Friday, July 27, 2012

2013 Contenders: Temple Grandin, by Sy Montgomery

Temple Grandin is a fascinating woman. As Sy Montgomery points out, she is the only person to have been honored by both PETA and the Meat Industry. Her insights into the inner lives of livestock have revolutionized practices in the cattle industry, from feed lots to slaughterhouses. And she has accomplished all of it while struggling with moderate to severe autism - a condition that was even more poorly understood when Grandin was a child than it is now.

Montgomery's account of Grandin's life is intensely readable. The lively anecdotes and firsthand quotes lend it an appealing sense of immediacy, and help to paint a nuanced portrait of a complex personality. Above all, the subject of autism is treated thoughtfully. Grandin has made it quite clear that she feels her autism is a gift that allows her to see the world in a special way. Growing up with autism in the 1950's, however, she also encountered a great deal of cruelty and misunderstanding. Montgomery does an excellent job of explaining both the blessings and challenges of living with autism. That deviation from the typical "overcoming obstacles" story arc elevates this biography well above the typical disability narrative.

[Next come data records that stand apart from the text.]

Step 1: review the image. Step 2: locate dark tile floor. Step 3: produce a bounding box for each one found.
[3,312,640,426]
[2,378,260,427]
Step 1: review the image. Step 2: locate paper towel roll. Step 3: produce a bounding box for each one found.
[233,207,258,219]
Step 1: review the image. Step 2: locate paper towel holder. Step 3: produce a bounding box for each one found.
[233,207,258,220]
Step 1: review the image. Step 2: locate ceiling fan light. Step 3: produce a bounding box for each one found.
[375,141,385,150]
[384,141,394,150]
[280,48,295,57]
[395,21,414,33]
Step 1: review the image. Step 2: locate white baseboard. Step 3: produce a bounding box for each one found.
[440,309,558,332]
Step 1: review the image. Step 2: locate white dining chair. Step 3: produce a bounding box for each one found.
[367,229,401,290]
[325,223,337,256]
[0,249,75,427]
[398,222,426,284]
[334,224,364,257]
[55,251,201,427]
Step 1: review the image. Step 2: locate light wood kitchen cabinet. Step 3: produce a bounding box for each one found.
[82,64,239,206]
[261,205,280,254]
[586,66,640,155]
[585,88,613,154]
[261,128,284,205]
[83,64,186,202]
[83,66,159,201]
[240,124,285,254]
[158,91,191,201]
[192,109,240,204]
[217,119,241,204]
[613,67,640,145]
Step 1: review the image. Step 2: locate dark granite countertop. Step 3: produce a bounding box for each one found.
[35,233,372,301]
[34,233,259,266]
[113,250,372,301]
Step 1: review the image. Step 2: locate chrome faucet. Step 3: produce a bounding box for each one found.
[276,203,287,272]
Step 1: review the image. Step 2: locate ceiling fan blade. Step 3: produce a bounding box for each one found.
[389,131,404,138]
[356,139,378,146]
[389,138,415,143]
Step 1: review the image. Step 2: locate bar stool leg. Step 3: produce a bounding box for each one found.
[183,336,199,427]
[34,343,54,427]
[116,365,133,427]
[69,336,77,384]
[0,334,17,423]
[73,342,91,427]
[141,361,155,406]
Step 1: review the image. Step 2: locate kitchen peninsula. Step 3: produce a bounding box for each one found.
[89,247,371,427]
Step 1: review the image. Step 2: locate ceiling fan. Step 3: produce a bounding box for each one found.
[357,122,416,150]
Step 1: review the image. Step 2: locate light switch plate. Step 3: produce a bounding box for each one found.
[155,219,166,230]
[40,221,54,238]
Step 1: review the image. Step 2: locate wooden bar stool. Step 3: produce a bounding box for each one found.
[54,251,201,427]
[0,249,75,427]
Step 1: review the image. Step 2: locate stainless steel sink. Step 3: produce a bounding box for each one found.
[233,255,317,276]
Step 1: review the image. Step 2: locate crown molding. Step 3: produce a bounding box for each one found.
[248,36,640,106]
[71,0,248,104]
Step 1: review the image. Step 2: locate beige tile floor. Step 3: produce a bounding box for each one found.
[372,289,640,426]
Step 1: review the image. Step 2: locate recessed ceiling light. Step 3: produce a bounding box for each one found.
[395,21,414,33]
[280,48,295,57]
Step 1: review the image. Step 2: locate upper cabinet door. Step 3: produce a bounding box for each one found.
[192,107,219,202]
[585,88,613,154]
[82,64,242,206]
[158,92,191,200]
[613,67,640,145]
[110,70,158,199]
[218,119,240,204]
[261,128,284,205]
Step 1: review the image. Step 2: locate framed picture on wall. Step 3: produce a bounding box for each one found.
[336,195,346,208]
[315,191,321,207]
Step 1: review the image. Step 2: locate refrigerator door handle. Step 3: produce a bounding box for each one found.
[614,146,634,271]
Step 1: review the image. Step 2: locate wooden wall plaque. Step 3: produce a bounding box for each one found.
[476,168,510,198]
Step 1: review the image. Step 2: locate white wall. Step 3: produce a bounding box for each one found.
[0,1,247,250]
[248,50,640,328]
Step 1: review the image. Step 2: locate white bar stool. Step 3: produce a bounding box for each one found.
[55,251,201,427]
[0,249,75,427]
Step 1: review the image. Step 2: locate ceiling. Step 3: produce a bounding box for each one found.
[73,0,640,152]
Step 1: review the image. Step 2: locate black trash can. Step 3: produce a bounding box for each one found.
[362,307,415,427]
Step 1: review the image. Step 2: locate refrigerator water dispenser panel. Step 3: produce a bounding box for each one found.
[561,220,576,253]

Montgomery also treats the livestock industry fairly. A vegetarian herself, she unflinchingly reports the cruel practices that take place in some farms and processing plants. She is equally quick, however, to acknowledge and applaud those who have made significant improvements by following Grandin's guidelines. The back matter includes an excellent list of resources on both autism and animal welfare for those who wish to do further research, as well as "Temple's Advice for Kids on the Spectrum." 

The book's one real weak point is its organization. The lack of a table of contents is disorienting, and since the narrative jumps backwards and forwards in time, the inclusion of dates would have been helpful.

Newbery? Heck, I don't know. I will openly admit that I have very little sense of what makes a good informational Newbery winner, but I suspect this isn't it. In her five-star Goodreads review, Nina Lindsay notes that there's "nothing flashy about this book," and I think that's worth noting. Though it excels in character development, I think it's too stylistically plain-spoken to catch the committee's attention. 

Published in April through Houghton Mifflin Harcourt.


  1. Really? I hope it does catch their attention. I think the plain-spokenness is one of its strengths.

  2. You may be right! I'm handicapped by never having been on the committee. I feel like my lit crit background serves me well for fiction, but I have a hard time imagining the nonfiction discussions.

  3. I think that is one of the hardest things the committee has to work with: how to compare a book like this one with something as stylistically different as Polly Horvath's Mr and Mrs Bunny. At the beginning of the discussion the books may be segregated based on genre, but by the end everything is thrown into the same pot, and at that point it comes down to which book meets the criteria better. For my money, I think Temple Grandin is one of the top 2 or 3 books this year based on the criteria (esp Devt. of Character and Presentation of Info). I think it takes real skill to be as plain-spoken as Montgomery is here... if it doesn't work, it is going to be unreadable, but as you said yourself, Rachel, this book is hugely readable. I'll be rooting for this one come January 28!